Oui. C'est fait sans complexe. Et sans ironie. Ce n'est pas normal qu'un mot comme "liberté" soit désuet. Chanter un mot comme ça et que certains se marrent, ce n'est pas normal. Il y a un souci. Ça, c'est la pub. On a trop pubbé ces trucs-là. On a tellement vu de t-shirts de Che Guevara qu'encore une fois, le piège, c'est l'ironie. L'ironie du sort. Ça va peut-être dans la caricature mais au moins, c'est dit.

Besoin de personne

Le narcissisme de ton métier, c'est quelque chose d'appréciable ? Les interviews, la célébrité, tout ça…

Ça ne me passe pas au-dessus de la tête, mais je pense que c'est ridicule, même si ça existe.

C'est factice ?

Le seul narcissisme que j'accepte, et que je trouve très positif, c'est celui de soi tout seul.

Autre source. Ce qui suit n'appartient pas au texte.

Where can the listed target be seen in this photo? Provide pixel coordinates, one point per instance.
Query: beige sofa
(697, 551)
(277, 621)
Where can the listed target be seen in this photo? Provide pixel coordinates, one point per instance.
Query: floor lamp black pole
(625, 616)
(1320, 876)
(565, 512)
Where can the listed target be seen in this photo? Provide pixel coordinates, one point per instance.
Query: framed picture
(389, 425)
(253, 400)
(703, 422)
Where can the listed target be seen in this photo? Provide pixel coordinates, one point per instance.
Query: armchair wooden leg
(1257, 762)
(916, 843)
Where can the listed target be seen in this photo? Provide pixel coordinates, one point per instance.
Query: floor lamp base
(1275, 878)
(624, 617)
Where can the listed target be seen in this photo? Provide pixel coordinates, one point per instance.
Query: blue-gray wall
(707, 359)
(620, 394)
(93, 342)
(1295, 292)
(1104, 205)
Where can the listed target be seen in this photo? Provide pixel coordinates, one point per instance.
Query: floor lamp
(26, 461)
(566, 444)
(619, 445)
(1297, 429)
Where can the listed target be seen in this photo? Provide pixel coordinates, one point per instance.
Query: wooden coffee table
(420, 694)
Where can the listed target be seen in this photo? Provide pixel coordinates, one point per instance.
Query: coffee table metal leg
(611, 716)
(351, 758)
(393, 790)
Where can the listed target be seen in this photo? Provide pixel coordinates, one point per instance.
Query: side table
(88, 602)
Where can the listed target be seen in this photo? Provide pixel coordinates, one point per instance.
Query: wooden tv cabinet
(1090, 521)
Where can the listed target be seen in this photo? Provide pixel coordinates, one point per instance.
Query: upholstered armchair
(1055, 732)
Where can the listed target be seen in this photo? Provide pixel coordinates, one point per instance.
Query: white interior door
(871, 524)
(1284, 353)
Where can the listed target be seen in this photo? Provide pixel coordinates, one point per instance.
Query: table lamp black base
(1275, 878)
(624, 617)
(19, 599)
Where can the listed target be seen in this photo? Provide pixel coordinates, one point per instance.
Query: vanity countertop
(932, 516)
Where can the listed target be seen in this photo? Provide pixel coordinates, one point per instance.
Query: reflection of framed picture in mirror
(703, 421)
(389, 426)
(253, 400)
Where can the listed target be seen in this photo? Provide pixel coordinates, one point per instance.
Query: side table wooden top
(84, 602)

C'est la confiance en soi.

Ouais. Pour ça, tu n'as besoin de personne. Le reste (silence), ça fait pitié. La référence en termes de beauté, puisque l'on en est à parler de narcissisme : je suis parti de Dijon à 18 ans, et j'ai passé deux ans à Paris à faire plein de chansons. Je pense que s'il y a un moment dans ma vie où on aurait pu me trouver beau, c'était à ce moment-là. C'est pas dans le cliché "chambre de bonne", mais j'avais une confiance, une envie et un extrémisme de ne rien faire d'autre, un DEUG ou Dieu sait quoi, que c'était quelque chose, un grand moment pour moi.

C'est ce que tu penses avoir fait de mieux dans ta vie ?

Ah ouais. Cette inconscience mêlée au courage, c'est… c'était mon meilleur cent mètres. Mais ce n'est pas à ce moment-là que les gens t'aiment.